Treatment of pets on airliners is dog gone pawful
As the fallout continues following the tragic death of a French bulldog in the overhead bin of a United Airlines flight, pet insurance technologist Aquarium Software points out it is not the first, and unlikely to be to last casualty, in the trend for taking pets and other so called Emotional Support Animals (ESA) onto aircraft.
In February, one woman flushed pet hamster Pebbles to his death when he was denied access to an aircraft; given an 86 percent surge in animal incidents on aircraft since 2016, these tragic consequences are inevitable.
United, at the centre of this latest incident, carried 76,000 ESAs in 2017, up 77 percent on the year before. British Airways has seen no increase in animals or ESA requests – because it allows none on board.

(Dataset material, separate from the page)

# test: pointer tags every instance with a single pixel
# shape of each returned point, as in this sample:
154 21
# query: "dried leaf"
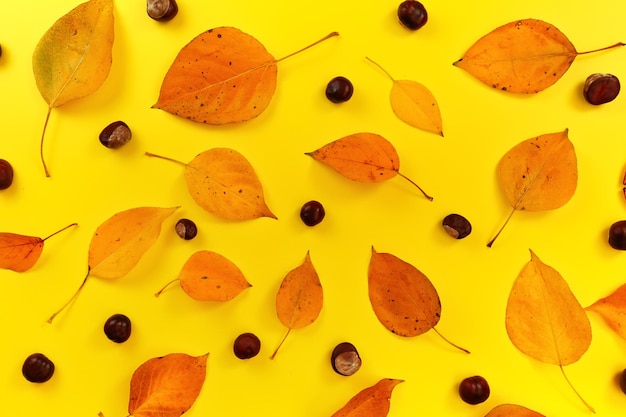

“Tougher measures are already being introduced in the ways animals can be carried on planes,” said Aquarium Software Director, Mark Colonnese.
“In the drive to give humans what we want, we seem to have lost sight of the rights of animals and their welfare.
Our research shows we see our pets as part of the family, but it is not always in their best interests to do everything we do – like flying.
” A recent YouGov poll commissioned by Aquarium showed 72 percent of Americans say their pet is just as important to the family as human members, a sentiment which is doubtless driving the ESA trend.
While the insurance industry needs to take heed and reach the 74 percent of Americans who have never had pet insurance, Colonnese argues the US should probably take a leaf out of the UK book when it comes to pets and aircraft.
“The lesson here is perhaps that pets do not belong on most commercial airliners, and British Airways possibly has the correct approach.
We can only hope tougher measures will reduce the number of incidents and pet casualties on aircraft. In the meantime, specialist carriers offer a safer, albeit more expensive way of transporting pets overseas,” Mark concluded.